Saturday, January 24, 2009

Cans


I posted this photo on my Project 365 blog, and I thought some of you might appreciate the story behind it.

The church I attend supports a church in Mexico. The people down there are very poor, and cannot even afford to pay their pastor a living wage. Years ago, so long I don't even remember when they started, my church found this little Mexican church and began helping them out. Not just sending them money. Every summer a group of our church members would go down to Mexico and work on this church. They practically built the church building and the pastor's home. They also did Bible Schools for the kids.

In those days, there was an old man in my church whom everyone called Mister Ted. Mister Ted was in his mid 80s and had some pretty serious health problems. He was also in a fixed income, and didn't have a lot of disposable cash. But Mister Ted went on these mission trips to Mexico faithfully until his health would no longer permit it. He collected and sold cans to raise enough money to finance his trips.

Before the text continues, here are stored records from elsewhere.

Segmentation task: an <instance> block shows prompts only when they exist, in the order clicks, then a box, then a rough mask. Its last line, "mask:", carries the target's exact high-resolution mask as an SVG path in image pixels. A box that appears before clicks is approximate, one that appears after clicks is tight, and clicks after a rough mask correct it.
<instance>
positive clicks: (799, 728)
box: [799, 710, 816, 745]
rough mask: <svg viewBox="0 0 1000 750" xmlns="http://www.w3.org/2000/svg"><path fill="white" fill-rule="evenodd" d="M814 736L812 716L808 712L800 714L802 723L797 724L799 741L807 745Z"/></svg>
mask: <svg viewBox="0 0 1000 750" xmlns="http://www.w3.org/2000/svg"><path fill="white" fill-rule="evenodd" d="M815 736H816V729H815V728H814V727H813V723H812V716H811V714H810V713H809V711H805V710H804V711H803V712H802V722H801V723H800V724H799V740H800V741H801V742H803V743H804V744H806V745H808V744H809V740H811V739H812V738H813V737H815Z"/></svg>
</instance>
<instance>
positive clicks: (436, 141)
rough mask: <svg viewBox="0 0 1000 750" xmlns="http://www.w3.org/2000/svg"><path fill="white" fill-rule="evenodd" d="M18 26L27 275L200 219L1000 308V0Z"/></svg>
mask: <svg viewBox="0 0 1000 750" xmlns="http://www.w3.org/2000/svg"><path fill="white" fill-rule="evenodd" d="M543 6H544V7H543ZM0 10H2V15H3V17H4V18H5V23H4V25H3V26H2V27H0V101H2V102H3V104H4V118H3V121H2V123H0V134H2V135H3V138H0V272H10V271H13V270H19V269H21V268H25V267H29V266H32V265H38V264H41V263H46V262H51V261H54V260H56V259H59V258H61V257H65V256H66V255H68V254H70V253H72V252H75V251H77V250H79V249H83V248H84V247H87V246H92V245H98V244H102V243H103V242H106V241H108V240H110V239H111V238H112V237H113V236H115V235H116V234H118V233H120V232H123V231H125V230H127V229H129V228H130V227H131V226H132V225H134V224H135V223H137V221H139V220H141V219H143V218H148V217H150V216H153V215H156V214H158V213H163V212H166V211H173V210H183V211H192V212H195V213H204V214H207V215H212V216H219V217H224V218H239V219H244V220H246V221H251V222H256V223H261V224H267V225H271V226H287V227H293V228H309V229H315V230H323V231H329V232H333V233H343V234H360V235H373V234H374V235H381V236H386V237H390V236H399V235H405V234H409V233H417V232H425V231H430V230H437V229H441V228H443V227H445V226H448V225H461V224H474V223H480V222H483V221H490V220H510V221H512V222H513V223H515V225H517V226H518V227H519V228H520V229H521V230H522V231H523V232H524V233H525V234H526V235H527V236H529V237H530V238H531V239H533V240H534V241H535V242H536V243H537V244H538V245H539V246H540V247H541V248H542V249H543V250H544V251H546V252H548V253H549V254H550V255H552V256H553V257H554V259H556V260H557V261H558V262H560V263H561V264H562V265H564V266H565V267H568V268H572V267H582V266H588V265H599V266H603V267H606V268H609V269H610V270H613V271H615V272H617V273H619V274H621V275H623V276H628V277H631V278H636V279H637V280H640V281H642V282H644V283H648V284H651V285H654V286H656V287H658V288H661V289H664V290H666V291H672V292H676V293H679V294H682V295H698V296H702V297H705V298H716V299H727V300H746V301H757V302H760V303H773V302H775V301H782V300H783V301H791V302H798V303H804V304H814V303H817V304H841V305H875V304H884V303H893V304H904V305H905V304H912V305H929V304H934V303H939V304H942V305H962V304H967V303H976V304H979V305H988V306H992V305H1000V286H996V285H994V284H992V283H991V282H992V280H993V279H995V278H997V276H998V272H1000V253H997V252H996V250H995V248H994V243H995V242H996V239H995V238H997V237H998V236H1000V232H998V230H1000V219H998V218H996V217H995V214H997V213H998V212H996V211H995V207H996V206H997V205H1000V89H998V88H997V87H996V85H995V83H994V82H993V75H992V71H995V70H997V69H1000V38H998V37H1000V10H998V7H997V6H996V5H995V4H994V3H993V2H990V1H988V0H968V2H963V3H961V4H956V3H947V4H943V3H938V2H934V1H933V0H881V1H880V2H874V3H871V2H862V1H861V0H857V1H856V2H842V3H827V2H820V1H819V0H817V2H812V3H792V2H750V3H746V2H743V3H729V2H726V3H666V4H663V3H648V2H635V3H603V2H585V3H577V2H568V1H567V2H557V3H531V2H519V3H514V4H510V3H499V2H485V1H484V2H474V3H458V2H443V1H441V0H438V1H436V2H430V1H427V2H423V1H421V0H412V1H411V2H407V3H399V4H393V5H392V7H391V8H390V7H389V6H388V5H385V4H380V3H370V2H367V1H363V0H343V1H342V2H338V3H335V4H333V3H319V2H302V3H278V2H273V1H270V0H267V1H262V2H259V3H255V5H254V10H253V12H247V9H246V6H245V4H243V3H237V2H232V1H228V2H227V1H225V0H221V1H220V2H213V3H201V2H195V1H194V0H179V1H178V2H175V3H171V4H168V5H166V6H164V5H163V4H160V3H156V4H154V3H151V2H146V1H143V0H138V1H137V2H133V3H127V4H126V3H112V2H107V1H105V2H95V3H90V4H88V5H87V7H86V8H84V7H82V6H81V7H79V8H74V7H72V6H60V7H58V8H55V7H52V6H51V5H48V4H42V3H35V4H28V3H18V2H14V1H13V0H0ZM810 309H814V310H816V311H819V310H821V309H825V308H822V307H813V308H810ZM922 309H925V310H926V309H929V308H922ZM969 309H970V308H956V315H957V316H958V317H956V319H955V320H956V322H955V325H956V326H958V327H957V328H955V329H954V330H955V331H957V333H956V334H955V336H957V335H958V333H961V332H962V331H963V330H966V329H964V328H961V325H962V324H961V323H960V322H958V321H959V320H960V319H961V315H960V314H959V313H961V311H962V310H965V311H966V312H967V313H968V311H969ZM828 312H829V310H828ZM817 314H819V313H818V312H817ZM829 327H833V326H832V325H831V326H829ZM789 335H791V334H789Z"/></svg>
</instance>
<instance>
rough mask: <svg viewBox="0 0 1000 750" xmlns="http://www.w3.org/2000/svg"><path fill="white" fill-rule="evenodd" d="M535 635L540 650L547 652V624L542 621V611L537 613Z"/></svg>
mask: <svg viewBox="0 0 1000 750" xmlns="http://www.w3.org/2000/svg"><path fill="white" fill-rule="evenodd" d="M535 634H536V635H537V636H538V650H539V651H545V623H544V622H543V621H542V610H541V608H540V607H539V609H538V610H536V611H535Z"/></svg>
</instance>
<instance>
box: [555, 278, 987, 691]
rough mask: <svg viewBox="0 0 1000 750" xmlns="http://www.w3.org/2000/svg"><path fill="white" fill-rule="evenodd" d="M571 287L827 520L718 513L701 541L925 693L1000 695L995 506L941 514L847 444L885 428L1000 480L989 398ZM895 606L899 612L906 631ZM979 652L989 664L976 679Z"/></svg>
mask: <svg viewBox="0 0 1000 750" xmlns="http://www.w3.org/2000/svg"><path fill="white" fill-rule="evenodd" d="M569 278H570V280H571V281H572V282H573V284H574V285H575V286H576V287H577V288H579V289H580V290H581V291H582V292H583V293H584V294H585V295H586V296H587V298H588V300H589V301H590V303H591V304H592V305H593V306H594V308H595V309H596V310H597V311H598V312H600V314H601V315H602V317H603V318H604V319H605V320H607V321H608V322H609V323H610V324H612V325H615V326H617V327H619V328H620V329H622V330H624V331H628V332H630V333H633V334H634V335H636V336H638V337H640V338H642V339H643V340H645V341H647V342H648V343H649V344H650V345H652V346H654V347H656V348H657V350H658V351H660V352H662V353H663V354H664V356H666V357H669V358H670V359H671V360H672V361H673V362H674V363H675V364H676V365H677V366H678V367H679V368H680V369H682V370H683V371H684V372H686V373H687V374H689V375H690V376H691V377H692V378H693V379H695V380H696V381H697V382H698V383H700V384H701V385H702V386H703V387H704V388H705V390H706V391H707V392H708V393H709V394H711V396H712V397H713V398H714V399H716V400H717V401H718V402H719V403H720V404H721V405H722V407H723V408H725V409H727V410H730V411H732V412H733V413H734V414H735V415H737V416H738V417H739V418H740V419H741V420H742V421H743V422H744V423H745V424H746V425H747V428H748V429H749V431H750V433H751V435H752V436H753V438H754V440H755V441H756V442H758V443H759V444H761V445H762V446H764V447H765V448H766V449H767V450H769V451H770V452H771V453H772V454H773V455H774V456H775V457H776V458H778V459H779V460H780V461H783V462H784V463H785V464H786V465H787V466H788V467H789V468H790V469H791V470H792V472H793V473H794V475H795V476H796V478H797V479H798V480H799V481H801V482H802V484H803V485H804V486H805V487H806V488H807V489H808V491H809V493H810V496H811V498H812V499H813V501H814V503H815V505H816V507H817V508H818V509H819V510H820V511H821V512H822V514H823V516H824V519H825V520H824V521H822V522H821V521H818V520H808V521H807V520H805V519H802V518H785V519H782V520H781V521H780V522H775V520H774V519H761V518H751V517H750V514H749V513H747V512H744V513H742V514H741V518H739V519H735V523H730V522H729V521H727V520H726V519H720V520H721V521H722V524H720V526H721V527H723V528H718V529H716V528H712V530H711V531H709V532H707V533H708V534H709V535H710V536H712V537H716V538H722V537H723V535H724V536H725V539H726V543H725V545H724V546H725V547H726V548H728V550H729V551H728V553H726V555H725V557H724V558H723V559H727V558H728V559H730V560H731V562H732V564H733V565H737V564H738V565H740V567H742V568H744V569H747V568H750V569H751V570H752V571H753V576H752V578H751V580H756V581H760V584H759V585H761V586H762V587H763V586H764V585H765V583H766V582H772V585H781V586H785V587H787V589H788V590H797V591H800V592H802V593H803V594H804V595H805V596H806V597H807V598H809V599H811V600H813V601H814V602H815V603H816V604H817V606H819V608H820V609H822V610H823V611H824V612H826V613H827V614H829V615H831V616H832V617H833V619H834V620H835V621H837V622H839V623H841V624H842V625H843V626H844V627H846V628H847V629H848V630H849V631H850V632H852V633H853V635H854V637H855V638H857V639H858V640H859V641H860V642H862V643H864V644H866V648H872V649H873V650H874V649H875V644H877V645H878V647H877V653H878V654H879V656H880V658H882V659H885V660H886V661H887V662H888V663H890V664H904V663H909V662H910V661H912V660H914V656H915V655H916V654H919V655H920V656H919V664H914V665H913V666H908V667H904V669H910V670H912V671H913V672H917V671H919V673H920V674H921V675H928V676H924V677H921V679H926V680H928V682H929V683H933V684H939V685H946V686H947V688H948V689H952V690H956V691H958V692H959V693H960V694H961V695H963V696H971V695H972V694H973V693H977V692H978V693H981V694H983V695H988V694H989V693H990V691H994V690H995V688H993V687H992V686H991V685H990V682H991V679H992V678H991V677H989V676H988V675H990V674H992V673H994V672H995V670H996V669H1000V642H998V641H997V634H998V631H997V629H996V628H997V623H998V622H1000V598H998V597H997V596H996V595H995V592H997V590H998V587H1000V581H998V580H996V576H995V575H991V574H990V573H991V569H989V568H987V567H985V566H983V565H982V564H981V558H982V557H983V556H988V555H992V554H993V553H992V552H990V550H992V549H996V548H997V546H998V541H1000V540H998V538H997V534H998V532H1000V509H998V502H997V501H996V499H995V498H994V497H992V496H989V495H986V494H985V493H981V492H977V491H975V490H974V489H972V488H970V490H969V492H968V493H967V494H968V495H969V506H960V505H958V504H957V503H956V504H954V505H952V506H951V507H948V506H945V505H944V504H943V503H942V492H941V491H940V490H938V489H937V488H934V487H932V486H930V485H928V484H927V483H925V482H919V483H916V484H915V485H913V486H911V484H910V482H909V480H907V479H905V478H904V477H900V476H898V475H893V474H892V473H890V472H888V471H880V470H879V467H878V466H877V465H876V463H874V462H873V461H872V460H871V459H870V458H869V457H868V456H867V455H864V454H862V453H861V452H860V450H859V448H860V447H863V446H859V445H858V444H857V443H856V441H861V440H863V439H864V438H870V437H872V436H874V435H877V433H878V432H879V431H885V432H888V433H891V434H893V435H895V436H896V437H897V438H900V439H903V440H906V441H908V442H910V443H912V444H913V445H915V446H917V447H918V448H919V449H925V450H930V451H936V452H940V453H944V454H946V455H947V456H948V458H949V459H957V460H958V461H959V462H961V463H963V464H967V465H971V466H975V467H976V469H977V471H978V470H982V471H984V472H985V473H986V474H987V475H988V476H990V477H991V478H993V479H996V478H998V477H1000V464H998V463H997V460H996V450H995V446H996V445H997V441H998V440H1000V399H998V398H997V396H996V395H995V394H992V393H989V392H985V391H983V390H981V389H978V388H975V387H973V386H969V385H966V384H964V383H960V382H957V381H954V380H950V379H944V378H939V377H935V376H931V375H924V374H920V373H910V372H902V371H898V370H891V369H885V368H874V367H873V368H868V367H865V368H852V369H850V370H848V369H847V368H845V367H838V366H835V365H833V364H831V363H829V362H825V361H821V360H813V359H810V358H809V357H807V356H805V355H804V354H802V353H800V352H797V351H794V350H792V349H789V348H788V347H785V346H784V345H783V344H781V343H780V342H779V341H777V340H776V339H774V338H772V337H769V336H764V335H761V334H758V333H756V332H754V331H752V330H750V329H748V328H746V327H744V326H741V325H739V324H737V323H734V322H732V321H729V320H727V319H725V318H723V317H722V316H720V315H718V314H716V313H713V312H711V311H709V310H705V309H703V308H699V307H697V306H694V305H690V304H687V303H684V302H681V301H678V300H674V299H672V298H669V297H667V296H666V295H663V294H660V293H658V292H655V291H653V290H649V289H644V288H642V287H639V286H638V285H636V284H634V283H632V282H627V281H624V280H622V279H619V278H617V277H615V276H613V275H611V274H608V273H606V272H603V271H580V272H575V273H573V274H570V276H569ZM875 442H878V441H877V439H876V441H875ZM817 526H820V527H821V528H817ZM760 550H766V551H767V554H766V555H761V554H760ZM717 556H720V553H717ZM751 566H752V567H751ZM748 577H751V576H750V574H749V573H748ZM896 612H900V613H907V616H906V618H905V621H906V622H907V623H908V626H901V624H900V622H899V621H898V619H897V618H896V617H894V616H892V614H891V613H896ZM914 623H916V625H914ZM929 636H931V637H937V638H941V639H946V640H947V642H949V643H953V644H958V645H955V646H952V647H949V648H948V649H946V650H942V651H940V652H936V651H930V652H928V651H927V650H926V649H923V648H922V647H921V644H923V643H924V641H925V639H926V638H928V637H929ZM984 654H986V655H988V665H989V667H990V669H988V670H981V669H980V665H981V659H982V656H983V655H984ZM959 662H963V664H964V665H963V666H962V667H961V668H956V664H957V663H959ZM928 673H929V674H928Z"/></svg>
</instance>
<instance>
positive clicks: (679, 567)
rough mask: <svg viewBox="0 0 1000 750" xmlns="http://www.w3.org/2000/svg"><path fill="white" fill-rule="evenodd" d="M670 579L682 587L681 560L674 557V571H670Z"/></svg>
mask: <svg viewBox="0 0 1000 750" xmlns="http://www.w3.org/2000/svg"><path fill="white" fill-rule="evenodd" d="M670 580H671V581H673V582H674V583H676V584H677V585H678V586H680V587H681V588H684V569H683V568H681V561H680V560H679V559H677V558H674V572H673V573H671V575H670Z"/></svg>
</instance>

When some members of the church found out that Mister Ted was collecting cans, they began saving and bring him their cans. Every Sunday would find Wal-mart sacks full of cans left by the back door of the church for Mister Ted to take home. Soon, so many bags were being brought that Mister Ted put up a portable pen for people to leave the sacks in. Eventually, a trailer was built just for these cans.

Mister Ted has since passed on, but what he started continues to this day. People of the church still bring their drink cans and leave them in the trailer. The church still sells the cans back to the scrap metal yard. Every penny of this can money goes to support, in one way or another, that little church down in Mexico.

Every life that pastor touches. Every child that little church brings hope to. Every person those people reach out to. That is Mister Ted's legacy.

4 comments:

Anonymous said...

Hey, we support some missionaries in Queretaro, which is in the Bajio region of Mexico (down in the central part). We visited a few years ago...it's real hot down there!

Becky G said...

Our church is closer to the Texas/Mexican border. I've never been able to go on one of those trips yet. Maybe when my son is grown and on his own I can find the spare cash to go.

Anonymous said...

Yes we CAN! (Sorry)

It's always amazed me that churches and other faith-based organizations (and even the "greedy" corporations) do a better (and more efficient) job of helping the poor than govt does.

Becky G said...

It doesn't amaze me. That's where God intended charitable giving to come from--individuals from their hearts. Not from some soul-less government entity.